Condenada por corrupção pela Justiça peruana, Nadine Heredia recebeu asilo diplomático do governo petista em abril deste ano. A ex-primeira-dama do Peru chegou a Brasília no dia 16, em um avião da FAB.
No dia 17, a coluna questionou a FAB, por meio da Lei de Acesso à Informação (LAI), sobre os gastos dessa operação, mas a Força alegou que os dados são de acesso restrito, uma vez que “são essenciais para os planos e as operações estratégicos das Forças Armadas”.
Já no início deste mês, o gabinete do Comando da Aeronáutica, liderado pelo tenente-brigadeiro do ar Marcelo Kanitz Damasceno, referendou que a informação está em sigilo por cinco anos.

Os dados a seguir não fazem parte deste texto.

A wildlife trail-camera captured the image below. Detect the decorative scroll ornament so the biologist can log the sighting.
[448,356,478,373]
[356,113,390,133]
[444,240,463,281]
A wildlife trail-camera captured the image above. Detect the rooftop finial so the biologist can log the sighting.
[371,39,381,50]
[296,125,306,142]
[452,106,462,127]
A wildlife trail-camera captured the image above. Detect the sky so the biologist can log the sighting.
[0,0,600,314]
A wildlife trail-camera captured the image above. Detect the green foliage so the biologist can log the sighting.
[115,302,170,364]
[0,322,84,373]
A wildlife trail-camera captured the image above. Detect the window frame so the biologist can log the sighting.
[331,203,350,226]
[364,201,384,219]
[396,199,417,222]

“Os custos operacionais da Força Aérea Brasileira são dados de caráter reservado, com prazo de restrição de acesso reservado, conforme o inciso III do § 1º do art. 24 da Lei nº 12.527, de 18 de novembro de 2011. A informação foi classificada conforme o inciso VI do art. 23 da Lei Federal nº 12.527, de 18 de novembro de 2011″, informou o gabinete do Comando da Aeronáutica.
O ministro das Relações Exteriores, Mauro Vieira, explicou que o governo brasileiro deu asilo para Nadine Heredia por razões humanitárias. Em relação ao uso do avião da FAB, o ministro justificou que era “a única forma que havia de retirá-la com segurança e rapidez do país”, com anuência do governo peruano.

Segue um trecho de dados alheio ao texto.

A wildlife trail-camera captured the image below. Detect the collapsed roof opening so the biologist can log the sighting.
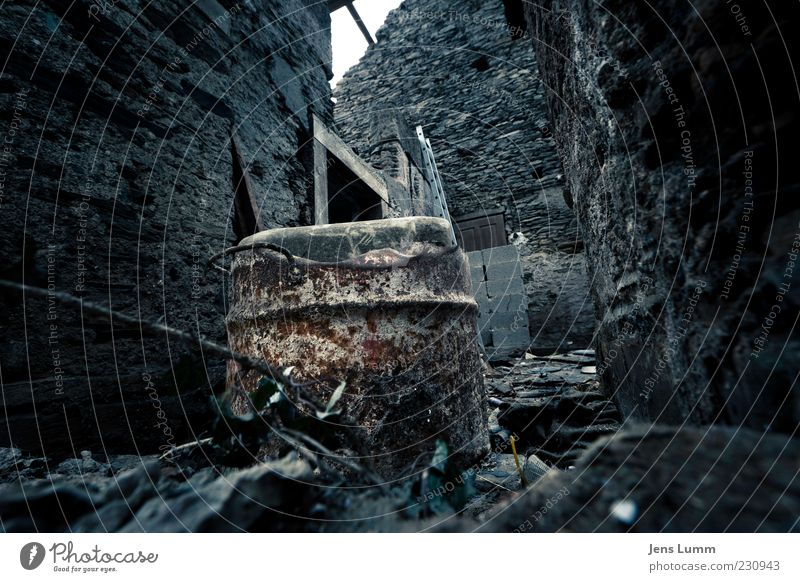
[503,0,528,40]
[328,154,383,224]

Oposição critica governo Lula por buscar ex-primeira-dama de FAB, mas negar ajuda a brasileira morta na Indonésia
A movimentação do governo do presidente Lula para conceder asilo político para Nadine Heredia e o uso do avião da FAB para transportá-la do Peru ao Brasil despertaram a fúria da oposição, que cobrou explicações do Itamaraty e do Palácio do Planalto.
O assunto voltou à pauta nesta quarta-feira (25/6), após o Itamaraty informar que o governo brasileiro não pagará o translado do corpo de Juliana Marins – morta após cair de uma trilha em vulcão na Indonésia – ao Brasil.